Let’s be objective: If you just had seven features in the Spratlys, all reefs, and you had the necessary funds, wouldn’t you transform those into artificial islands – as China did?
We had choice properties, but failed to develop them. The Aquino regime spent P500 million – P300 million in fees paid to an American law firm – for its arbitration award against China, which hasn’t been and cannot be enforced. The better use of that P500 million would have been to repair and extend our airstrip in Pag-asa and build structures on all our islets and reefs in the Spratlys.

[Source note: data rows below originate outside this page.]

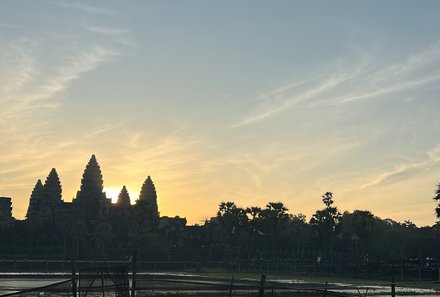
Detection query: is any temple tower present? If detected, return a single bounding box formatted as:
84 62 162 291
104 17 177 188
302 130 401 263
116 186 131 207
73 155 111 220
138 176 159 222
26 179 44 220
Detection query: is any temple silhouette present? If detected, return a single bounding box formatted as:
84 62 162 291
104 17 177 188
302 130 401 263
26 155 159 228
0 155 187 258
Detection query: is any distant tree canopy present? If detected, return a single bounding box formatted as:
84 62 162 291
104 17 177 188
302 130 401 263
0 155 440 264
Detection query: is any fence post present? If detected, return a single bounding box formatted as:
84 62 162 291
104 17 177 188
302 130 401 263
131 251 137 297
391 275 396 297
258 274 266 297
229 274 234 297
72 258 76 297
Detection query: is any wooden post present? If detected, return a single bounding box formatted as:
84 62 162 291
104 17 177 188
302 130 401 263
229 274 234 297
131 251 137 297
258 274 266 297
72 258 76 297
391 275 396 297
101 271 105 297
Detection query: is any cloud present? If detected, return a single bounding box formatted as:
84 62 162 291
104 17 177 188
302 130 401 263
359 145 440 189
0 46 118 120
53 2 118 17
233 42 440 127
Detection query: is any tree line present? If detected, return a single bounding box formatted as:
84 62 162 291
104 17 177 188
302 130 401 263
0 187 440 265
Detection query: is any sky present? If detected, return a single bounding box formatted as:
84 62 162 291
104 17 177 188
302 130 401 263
0 0 440 226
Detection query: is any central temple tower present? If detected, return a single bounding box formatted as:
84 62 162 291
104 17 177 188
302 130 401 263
73 155 111 220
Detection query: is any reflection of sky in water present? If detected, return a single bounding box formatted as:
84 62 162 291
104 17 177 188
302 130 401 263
0 278 66 296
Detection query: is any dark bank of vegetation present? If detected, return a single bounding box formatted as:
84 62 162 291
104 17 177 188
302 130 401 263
0 156 440 280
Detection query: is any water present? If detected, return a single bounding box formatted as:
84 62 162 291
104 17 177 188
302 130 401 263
0 277 67 296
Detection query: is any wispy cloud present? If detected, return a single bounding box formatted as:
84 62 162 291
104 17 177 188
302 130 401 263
0 46 117 119
53 1 118 17
359 145 440 189
233 43 440 127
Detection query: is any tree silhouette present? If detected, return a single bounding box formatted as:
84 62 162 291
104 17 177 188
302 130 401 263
433 183 440 221
310 192 341 252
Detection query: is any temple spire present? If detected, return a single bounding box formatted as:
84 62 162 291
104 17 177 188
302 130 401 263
26 179 44 220
44 168 62 206
139 176 159 221
116 186 130 206
74 155 111 219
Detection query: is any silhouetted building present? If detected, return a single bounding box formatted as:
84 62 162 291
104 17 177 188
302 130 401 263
0 197 14 226
73 155 111 220
43 168 63 220
26 168 63 220
137 176 159 222
116 186 131 208
26 179 44 220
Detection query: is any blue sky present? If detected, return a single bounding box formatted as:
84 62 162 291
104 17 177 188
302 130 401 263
0 1 440 224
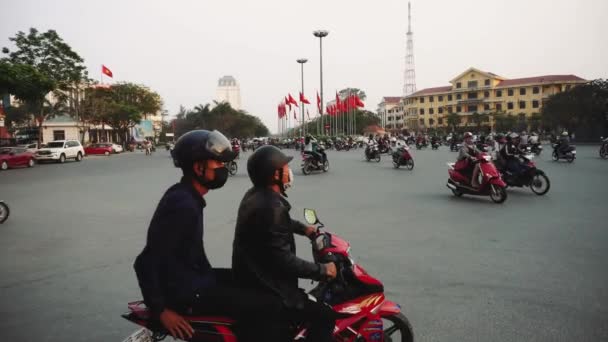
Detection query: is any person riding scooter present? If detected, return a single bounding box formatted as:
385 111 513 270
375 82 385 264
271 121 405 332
455 132 481 188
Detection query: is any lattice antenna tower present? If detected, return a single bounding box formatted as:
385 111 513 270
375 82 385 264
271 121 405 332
403 2 416 96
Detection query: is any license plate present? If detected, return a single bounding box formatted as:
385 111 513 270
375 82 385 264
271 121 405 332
122 328 154 342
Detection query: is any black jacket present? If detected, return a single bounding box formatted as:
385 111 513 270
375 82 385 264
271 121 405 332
134 179 215 314
232 187 325 307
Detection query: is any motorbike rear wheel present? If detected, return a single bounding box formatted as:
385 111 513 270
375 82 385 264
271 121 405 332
530 173 551 196
382 313 414 342
490 184 507 204
0 202 11 223
405 159 414 170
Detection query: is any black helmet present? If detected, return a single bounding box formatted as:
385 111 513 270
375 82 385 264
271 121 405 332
247 145 293 186
171 129 236 169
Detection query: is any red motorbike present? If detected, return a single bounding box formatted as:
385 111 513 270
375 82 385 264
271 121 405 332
122 209 414 342
447 152 507 203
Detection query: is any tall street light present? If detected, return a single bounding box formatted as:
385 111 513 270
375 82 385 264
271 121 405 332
296 58 308 137
312 30 329 135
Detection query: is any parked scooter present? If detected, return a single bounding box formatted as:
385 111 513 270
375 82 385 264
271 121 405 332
551 144 576 163
301 144 329 176
0 200 11 224
122 209 414 342
499 152 551 196
446 152 507 203
393 146 414 170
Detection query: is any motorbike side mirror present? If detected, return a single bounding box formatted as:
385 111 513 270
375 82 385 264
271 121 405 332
304 209 319 224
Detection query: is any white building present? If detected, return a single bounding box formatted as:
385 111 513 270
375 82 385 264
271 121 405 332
215 76 241 110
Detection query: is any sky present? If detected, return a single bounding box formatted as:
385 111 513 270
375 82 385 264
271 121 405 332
0 0 608 132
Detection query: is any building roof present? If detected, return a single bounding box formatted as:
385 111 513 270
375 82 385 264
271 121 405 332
496 75 586 87
408 86 452 97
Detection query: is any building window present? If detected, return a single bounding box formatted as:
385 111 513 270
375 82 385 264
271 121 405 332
53 130 65 140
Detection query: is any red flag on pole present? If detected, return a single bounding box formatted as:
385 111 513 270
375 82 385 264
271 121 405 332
287 94 299 107
101 64 114 78
317 92 323 115
300 93 310 104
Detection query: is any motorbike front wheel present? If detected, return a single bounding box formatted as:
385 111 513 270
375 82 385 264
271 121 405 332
0 202 11 223
382 313 414 342
530 173 551 196
490 184 507 203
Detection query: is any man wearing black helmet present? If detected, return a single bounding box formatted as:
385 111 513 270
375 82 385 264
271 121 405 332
232 146 336 342
134 130 280 341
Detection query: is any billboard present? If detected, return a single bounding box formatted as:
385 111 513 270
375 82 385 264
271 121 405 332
131 120 154 141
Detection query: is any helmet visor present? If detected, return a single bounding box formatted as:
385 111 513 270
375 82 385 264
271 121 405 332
205 130 236 162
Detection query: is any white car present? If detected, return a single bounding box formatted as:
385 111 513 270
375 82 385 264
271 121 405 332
112 144 124 153
35 140 85 163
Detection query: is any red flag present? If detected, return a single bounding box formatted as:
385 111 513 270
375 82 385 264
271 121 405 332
300 93 310 104
287 94 299 107
101 64 114 78
355 95 365 107
317 92 323 115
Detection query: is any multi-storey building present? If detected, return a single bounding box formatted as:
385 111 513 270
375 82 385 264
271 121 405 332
390 68 587 129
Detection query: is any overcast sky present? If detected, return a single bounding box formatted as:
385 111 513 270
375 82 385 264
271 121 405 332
0 0 608 131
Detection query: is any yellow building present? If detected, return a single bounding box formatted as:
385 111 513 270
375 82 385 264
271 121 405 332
401 68 587 129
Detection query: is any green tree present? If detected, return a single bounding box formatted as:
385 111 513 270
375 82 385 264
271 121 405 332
2 28 87 142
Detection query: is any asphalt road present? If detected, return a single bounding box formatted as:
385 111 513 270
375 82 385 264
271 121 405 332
0 146 608 342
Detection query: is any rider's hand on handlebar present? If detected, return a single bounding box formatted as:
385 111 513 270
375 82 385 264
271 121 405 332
160 309 194 340
323 262 338 279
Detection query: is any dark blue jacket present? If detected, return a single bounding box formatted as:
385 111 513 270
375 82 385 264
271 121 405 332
134 179 215 315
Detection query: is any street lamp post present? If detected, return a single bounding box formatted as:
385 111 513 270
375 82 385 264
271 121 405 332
297 58 308 137
312 30 329 134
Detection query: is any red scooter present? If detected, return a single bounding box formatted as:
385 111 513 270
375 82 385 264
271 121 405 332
122 209 414 342
447 152 507 203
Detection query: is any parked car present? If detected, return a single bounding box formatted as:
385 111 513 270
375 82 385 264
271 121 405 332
17 143 39 154
35 140 86 163
112 144 124 153
0 147 35 170
84 143 114 156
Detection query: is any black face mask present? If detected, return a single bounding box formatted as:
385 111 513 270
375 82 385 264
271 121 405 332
195 167 228 190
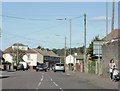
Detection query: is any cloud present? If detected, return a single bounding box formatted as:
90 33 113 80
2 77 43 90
88 16 112 21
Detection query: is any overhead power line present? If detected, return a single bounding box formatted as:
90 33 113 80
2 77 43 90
0 15 49 21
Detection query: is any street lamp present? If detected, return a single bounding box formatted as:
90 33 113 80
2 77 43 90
56 35 67 66
56 18 72 62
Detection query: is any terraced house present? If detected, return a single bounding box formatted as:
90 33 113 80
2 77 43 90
3 43 37 68
33 49 60 66
3 43 60 69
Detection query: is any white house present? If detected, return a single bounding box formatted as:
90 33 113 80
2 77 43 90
3 43 37 66
33 48 60 66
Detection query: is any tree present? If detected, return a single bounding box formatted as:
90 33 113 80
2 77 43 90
10 49 26 64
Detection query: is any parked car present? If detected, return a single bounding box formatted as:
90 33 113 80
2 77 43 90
36 63 47 72
54 63 65 72
16 64 24 71
19 62 28 70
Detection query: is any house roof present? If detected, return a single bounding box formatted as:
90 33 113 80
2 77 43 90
3 43 37 54
13 43 25 46
103 29 120 40
34 49 60 57
75 55 84 59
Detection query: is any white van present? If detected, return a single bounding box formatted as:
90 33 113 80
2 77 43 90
19 62 28 70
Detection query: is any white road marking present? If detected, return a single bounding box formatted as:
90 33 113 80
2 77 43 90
66 73 70 76
53 82 58 86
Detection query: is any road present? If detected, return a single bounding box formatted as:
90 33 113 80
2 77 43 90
1 70 119 91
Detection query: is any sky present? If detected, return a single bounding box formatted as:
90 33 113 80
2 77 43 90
0 2 118 50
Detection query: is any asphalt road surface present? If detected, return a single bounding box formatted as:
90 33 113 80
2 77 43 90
1 70 119 91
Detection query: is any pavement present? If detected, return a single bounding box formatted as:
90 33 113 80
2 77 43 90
67 71 120 89
1 70 119 91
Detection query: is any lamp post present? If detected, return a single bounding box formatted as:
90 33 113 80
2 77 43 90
84 14 86 72
56 35 67 66
56 18 72 63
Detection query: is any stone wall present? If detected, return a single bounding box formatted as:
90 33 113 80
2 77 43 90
102 39 120 77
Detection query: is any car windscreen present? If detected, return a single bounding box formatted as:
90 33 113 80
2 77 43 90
38 64 47 67
56 64 64 66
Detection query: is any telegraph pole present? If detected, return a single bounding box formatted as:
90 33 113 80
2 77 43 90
70 19 71 56
16 43 19 66
64 36 67 67
111 0 115 32
106 0 108 36
84 14 86 72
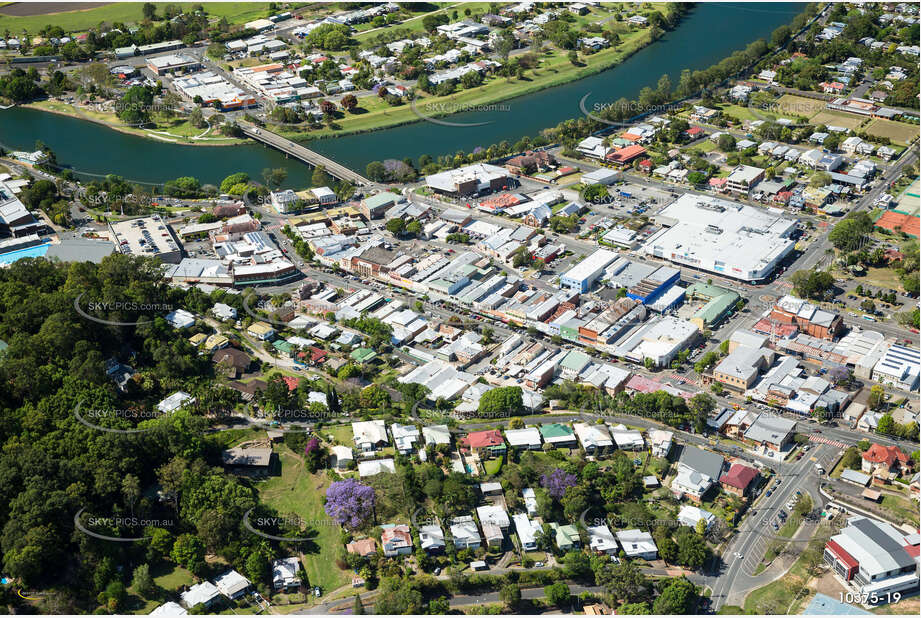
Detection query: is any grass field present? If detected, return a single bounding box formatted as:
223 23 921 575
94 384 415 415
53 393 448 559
865 118 918 146
281 30 649 139
777 94 825 118
258 445 348 593
0 2 270 33
809 110 866 131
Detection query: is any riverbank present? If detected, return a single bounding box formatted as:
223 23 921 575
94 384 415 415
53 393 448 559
21 99 248 146
267 29 655 142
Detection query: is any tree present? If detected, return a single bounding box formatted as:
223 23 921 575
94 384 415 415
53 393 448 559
652 577 697 614
324 479 375 528
499 584 521 610
544 582 572 609
131 564 157 598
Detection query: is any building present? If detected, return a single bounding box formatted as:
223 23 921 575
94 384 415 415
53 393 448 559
425 163 511 197
381 524 413 558
147 54 201 76
272 556 301 592
419 524 445 554
860 444 914 481
678 504 716 531
720 463 758 496
179 581 221 609
586 523 617 556
345 538 377 558
450 515 483 549
214 569 250 601
742 414 796 451
872 344 921 391
108 215 182 264
824 516 918 600
642 193 796 282
560 249 617 294
769 294 844 340
617 528 659 560
726 165 764 196
512 513 541 551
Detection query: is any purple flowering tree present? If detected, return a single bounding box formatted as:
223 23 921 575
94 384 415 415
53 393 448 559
324 479 375 529
540 468 577 500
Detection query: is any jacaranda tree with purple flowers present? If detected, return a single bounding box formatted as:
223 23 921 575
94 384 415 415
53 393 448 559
324 479 375 529
540 468 577 500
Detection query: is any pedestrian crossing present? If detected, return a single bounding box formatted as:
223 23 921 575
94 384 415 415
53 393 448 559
809 434 847 448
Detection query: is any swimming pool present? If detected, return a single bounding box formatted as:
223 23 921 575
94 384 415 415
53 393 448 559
0 242 51 264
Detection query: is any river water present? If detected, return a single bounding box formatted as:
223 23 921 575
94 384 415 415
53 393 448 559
0 2 803 188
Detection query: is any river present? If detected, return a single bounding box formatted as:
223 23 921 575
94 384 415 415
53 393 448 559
0 2 803 188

I propose that we take these two major steps:
1. Congress should immediately allocate P10 billion to build structures – buildings, lighthouses, piers, marine-life stations, even dive resorts in our South China Sea properties. The Estrada government grounded a rusty, World War 2 vintage ship in Ayungin Shoal to serve as our outpost there. That is a national shame. If the Senate intends to spend P10 billion just for a new swanky building, I’m sure Congress can allocate that much to assert our sovereignty in the area of the South China Sea that we have boldly renamed as the West Philippine Sea. That P10 billion though would certainly not be enough, compared to what China, Vietnam Malaysia and Taiwan have spent to secure their properties in the South China Sea.
2. Congress must enact a law that would make the Kalayaan Island Group (KIG) a Special Administrative Region directly under the President, with the necessary annual budgets necessary to build structures there and oversee its development, on the same level as the Clark Freeport and Special Economic Zone and the Subic Bay Freeport Zone. The Republic would be slowed down in developing the KIG if it remains in its status now as a mere municipality of Palawan province.
The past four regimes’ total mismanagement of our properties in the South China Sea is an embarrassment before the world. The Aquino regime merely did what the US wanted, which was to embarrass China in a world forum. Duterte must change all this. His “build, build, build” program must extend to our properties in the Spratlys.